Hurricane Irma had a big impact on the Key Deer population, as hundreds died in the storm and its aftermath. Scarcity of freshwater is a major problem because Irma inundated the island, filling freshwater ponds with seawater.

Svejkovsky and his wife Valerie Preziosi, who also volunteers for Save Our Key Deer, have been monitoring ponds and checking their salinity. On one part of the island, a peninsula called Long Beach, Preziosi uses a handheld meter to test the water in a pond that deer used to frequent. It reads 61.8 parts per thousand.

"That's double seawater," she says. Svejkovsky adds, "This part of their habitat is now dead because post-Irma, it has no drinkable water."

Many deer now get water from drainage lines from air conditioners and buckets left out by residents. The problem is likely to get worse with climate change. The sea level here is expected to rise by as much as two feet by 2060. As that happens, the amount of freshwater available for Key Deer is likely to diminish.

Many deer have also died from a disease, screwworm, and from being hit by cars. Today, the total population is around 600 animals. Given those numbers, and the challenges they've faced, many here were surprised when the U.S. Fish and Wildlife Service recommended taking Key Deer off the Endangered Species List.

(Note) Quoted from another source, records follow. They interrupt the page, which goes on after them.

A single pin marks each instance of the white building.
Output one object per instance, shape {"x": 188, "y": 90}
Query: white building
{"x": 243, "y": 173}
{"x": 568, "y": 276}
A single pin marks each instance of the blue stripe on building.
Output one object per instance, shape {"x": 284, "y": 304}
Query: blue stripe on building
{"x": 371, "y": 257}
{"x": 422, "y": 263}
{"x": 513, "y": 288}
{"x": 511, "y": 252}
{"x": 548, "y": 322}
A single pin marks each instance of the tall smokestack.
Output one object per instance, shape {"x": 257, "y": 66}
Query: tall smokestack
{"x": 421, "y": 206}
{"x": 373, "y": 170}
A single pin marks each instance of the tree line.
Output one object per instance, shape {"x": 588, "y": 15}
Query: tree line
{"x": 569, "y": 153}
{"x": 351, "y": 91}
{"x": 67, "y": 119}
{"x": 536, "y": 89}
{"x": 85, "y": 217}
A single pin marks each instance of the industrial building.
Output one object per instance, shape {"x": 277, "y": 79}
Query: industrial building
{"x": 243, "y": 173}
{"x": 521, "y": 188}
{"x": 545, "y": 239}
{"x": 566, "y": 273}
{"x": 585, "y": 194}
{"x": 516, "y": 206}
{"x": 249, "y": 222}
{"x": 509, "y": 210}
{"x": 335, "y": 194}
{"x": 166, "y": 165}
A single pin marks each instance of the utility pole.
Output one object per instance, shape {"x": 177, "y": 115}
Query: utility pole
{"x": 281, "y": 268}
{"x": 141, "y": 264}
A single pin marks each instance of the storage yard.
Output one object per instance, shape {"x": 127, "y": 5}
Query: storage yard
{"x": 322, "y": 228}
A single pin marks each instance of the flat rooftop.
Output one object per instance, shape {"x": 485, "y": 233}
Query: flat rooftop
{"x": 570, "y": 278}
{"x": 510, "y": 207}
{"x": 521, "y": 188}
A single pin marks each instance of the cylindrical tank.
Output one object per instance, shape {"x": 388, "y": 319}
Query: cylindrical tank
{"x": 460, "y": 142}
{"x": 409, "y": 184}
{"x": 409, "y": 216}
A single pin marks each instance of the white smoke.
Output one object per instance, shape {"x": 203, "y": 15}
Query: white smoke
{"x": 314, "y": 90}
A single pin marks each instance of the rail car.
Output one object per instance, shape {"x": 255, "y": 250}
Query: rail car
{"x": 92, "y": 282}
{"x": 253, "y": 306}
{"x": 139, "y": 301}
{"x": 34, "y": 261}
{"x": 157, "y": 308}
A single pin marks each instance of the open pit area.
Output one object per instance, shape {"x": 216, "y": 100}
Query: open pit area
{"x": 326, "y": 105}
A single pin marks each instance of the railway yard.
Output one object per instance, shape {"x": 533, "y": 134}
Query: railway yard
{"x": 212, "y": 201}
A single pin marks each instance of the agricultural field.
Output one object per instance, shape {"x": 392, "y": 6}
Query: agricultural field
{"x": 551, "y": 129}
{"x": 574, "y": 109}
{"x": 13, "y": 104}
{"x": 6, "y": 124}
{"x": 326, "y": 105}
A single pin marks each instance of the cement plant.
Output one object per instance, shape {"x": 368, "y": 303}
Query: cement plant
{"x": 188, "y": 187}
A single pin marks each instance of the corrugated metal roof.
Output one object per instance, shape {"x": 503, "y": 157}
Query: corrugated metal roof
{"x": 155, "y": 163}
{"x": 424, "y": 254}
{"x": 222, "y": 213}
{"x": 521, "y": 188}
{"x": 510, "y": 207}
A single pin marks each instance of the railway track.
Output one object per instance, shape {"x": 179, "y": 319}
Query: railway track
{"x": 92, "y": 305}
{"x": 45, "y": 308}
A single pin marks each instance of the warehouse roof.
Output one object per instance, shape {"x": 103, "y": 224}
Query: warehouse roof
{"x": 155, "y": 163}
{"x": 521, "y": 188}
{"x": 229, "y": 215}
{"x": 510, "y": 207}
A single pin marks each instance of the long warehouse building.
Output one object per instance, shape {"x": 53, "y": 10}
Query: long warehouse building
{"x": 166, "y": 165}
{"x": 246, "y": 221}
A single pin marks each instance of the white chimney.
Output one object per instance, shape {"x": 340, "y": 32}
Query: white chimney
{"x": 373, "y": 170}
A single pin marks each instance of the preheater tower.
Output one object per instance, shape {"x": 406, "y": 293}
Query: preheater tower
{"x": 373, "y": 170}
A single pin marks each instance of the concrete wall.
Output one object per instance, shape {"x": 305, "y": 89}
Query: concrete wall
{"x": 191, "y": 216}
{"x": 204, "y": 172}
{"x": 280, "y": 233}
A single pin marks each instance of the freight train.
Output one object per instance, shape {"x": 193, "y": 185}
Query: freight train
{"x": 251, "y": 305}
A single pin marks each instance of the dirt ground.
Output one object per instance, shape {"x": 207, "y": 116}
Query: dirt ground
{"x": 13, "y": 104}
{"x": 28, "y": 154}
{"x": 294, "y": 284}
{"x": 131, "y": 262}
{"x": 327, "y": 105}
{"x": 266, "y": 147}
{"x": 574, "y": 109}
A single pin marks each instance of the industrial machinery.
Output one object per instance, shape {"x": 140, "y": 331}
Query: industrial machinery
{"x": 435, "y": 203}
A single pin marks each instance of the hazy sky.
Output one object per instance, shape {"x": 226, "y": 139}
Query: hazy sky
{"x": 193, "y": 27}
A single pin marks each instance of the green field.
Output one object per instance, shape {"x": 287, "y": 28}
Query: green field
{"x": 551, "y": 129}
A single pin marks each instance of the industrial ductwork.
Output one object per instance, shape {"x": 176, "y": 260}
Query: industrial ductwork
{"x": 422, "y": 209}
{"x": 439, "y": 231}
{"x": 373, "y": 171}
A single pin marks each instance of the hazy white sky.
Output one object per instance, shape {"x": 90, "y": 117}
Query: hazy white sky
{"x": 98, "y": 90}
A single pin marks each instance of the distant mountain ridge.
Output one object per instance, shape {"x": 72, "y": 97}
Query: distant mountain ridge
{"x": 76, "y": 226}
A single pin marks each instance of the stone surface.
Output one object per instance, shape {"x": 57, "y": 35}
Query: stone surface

Nearly a hundred people turned out for a recent meeting convened by Fish and Wildlife officials. Most of them were Key Deer advocates. Roxanna Hinzman with Fish and Wildlife did her best to allay their concerns. She opened the meeting with an announcement, "There has been no final decision to delist the Key Deer."

As part of a national plan reassessing the status of animals and plants on the Endangered Species List, USFWS has recommended that the Key Deer be "delisted due to recovery." At the meeting, Hinzman pointed out that the Key Deer population, once as low as 50, grew in recent years to as many as 1,000.

The recent decline of the herd recently and the hundreds of deaths, Hinzman says in itself isn't a reason to keep the species on the list. In the past, despite hurricanes, fires and disease, Key Deer have always rebounded.

"These are a subspecies of whitetail deer and they're very resilient," Hinzman said. "They use a lot of different kinds of habitat, eat lots of different kinds of food. So, as long as they've got the habitat and the resources they need, we're expecting that they will continue."

Because they're currently endangered, the islands where most Key Deer live, Big Pine Key and No Name Key, have strict habitat conservation plans that limit development. Vivian Beck, with the Key Deer Protection Alliance, believes that's a factor in the move to now take them off the endangered species list.

"What's the one thing stopping development in Big Pine Key and No Name? The Key Deer," says Beck.

USFWS officials acknowledge that the biggest threat they see to Key Deer is rising sea levels. For that reason, plans to release an assessment of the deer and their habitat have been put on hold while the agency seeks additional input on sea level rise. Advocates see that as a good sign — that compelling scientific information may yet force the government to keep Key Deer on the endangered species list.